A small Python pattern for safer LLM tool calls
The biggest source of bugs I see in agent code is hallucinated tool calls. This is the wrapper I put around them.
The biggest single source of bugs I see in agent systems is hallucinated tool calls. The model invokes a function with parameters it invented. An ID that doesn’t exist. A date in the wrong format. A file path that isn’t real. The function does its best, returns something weird, and the agent loop continues on bad state.
Here is the pattern I use to catch most of these before they cause damage. Wrap every tool call in a validator that checks the inputs against a schema before executing. Pydantic works well:
from typing import Any, Callable
from pydantic import BaseModel, ValidationError
class GetItemParams(BaseModel):
item_id: str
include_details: bool = False
def safe_call(
func: Callable[..., Any],
params_model: type[BaseModel],
raw_params: dict[str, Any],
) -> dict[str, Any]:
try:
validated = params_model(**raw_params)
except ValidationError as e:
return {"ok": False, "error": "invalid_parameters", "details": e.errors()}
try:
result = func(**validated.model_dump())
except Exception as e: # broad on purpose: keep the agent loop alive
return {"ok": False, "error": "execution_failed", "details": str(e)}
return {"ok": True, "result": result}
# Wire your real tool up like this:
def get_item(item_id: str, include_details: bool = False):
... # your implementation
response = safe_call(get_item, GetItemParams, {"item_id": "X123"})
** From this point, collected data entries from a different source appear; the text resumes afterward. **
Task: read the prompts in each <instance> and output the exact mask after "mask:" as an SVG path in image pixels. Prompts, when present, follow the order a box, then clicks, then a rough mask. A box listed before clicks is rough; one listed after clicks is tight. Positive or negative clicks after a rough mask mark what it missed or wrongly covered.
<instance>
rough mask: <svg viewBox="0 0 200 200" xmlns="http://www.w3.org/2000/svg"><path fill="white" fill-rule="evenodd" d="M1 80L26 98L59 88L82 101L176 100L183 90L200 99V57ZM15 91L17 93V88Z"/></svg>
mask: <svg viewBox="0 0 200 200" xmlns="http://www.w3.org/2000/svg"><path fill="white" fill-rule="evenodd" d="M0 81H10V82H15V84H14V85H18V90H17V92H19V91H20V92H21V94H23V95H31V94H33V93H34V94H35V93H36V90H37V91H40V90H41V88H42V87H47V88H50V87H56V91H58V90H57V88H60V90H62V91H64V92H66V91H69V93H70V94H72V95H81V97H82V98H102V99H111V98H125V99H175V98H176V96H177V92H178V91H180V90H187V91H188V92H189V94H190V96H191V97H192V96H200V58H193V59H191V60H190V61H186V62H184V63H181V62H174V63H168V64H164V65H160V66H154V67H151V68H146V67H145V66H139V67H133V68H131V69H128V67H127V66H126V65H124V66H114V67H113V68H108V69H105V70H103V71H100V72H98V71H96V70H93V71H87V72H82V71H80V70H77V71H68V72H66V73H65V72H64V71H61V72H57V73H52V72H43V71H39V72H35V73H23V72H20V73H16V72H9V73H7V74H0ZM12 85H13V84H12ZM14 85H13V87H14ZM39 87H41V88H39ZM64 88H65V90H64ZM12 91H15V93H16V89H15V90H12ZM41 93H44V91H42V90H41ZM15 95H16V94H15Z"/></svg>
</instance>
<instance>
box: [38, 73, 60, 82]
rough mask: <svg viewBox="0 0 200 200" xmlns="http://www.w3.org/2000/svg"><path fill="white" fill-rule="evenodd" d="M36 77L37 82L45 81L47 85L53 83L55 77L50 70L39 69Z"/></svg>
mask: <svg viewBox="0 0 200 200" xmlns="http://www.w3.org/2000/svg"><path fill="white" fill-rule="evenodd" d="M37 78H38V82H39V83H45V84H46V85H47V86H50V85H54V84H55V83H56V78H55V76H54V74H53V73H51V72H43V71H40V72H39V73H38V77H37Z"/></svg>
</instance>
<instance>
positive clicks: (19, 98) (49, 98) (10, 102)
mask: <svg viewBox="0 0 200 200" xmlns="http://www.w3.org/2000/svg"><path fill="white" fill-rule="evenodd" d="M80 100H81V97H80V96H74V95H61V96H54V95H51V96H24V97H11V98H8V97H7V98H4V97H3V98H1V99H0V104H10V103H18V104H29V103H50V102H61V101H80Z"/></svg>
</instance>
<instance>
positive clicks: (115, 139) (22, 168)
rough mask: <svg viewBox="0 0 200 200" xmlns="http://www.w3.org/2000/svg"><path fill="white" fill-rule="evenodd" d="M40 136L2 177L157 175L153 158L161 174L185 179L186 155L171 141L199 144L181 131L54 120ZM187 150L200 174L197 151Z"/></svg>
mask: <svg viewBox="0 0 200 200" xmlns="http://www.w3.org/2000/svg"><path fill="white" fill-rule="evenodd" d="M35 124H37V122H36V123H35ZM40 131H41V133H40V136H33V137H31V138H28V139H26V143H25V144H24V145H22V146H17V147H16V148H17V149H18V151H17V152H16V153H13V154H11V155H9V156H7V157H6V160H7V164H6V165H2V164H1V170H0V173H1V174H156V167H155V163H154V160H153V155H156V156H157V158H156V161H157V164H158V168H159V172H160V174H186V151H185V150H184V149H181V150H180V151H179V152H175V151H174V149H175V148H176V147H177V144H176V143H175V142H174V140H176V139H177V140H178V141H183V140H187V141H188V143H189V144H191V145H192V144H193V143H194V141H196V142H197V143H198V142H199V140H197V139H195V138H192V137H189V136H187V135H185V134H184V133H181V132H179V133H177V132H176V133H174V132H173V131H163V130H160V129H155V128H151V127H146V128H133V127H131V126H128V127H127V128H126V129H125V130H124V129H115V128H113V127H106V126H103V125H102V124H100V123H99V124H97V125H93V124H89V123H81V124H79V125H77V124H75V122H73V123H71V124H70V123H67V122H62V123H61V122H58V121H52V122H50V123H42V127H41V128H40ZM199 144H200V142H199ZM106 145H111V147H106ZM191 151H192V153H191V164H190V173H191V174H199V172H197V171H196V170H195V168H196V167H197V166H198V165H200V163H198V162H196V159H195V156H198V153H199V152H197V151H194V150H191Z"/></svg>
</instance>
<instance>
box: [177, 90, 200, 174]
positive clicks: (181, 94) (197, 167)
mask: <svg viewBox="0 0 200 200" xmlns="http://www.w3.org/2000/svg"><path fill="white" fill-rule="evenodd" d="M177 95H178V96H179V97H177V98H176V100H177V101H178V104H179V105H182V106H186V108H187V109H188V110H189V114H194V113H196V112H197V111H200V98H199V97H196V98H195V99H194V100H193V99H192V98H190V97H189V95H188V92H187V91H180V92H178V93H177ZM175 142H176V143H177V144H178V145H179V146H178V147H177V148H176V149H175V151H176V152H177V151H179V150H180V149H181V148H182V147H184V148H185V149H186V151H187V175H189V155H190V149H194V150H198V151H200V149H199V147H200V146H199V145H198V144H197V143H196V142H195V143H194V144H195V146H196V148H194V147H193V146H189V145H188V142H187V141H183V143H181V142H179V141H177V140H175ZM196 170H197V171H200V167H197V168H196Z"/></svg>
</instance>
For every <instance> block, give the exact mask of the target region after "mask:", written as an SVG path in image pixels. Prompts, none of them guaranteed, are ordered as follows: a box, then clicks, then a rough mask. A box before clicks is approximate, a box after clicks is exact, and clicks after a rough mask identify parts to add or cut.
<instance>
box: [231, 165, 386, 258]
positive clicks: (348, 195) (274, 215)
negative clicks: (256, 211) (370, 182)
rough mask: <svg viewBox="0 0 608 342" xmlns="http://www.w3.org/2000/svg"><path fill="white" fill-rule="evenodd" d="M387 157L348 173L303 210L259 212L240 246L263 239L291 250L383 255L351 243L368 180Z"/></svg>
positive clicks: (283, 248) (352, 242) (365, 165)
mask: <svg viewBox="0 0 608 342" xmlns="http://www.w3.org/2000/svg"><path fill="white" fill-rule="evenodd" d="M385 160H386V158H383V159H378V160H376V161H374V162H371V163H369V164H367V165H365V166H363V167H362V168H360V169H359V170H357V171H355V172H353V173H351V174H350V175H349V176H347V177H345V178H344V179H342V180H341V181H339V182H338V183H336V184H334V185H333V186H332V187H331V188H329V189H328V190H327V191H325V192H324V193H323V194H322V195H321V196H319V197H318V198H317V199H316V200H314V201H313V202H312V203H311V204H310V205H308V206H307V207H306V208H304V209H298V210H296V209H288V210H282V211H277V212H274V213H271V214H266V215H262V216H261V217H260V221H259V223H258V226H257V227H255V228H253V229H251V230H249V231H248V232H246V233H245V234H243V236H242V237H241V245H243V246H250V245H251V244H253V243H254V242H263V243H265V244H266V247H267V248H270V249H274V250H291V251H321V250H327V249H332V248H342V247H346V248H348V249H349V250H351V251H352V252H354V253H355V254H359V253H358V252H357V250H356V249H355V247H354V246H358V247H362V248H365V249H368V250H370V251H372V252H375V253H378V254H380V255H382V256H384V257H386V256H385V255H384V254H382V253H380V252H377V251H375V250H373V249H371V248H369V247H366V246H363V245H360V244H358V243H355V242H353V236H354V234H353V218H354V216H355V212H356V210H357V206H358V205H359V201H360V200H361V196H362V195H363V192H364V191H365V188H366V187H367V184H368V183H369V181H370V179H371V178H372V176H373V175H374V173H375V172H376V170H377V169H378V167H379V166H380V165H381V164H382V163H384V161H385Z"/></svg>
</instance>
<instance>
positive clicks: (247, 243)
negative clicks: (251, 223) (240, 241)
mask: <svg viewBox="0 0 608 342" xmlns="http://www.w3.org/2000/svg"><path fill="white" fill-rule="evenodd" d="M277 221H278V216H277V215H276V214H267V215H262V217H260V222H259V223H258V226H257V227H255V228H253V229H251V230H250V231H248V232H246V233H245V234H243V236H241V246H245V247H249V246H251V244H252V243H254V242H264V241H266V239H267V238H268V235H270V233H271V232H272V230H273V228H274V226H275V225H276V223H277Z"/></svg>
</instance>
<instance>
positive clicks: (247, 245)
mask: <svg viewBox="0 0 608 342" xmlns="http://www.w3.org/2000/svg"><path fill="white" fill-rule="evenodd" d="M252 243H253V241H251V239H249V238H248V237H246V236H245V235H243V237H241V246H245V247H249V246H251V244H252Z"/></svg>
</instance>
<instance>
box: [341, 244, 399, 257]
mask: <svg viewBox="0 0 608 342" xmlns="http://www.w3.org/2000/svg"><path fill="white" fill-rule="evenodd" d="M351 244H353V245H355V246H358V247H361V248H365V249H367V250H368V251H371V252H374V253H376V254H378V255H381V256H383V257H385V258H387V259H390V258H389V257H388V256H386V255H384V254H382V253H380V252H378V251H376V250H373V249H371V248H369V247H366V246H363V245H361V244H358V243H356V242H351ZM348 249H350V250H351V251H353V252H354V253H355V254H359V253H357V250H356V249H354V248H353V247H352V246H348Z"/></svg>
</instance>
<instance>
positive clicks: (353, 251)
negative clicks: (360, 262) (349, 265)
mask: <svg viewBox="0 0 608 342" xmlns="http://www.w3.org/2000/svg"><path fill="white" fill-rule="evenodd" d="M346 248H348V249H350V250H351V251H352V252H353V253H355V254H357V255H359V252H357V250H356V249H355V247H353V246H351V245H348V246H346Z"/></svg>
Three small things this gives you.
First, when the model sends bad parameters, it gets a structured error back instead of a stack trace or a silent failure. The error is clear about what was wrong. Models correct themselves on the next turn when you give them readable feedback.
Second, the agent loop sees a consistent response shape from every tool. Every call returns either {ok: true, result: ...} or {ok: false, error: ..., details: ...}. The loop logic doesn’t need to know about each tool individually.
Third, you can log validation failures separately from execution failures. After a week or two, you have a clear picture of which tools the model misuses most often. That’s where you focus your tool descriptions in the prompt, which reduces the failures at the source.
The bigger fix for hallucinated calls is better tool descriptions to begin with. But this wrapper catches the residual ones, and the structured error feedback genuinely improves model behavior on retries.
Nothing fancy. Just a wrapper. It probably saves me an hour of debugging per week.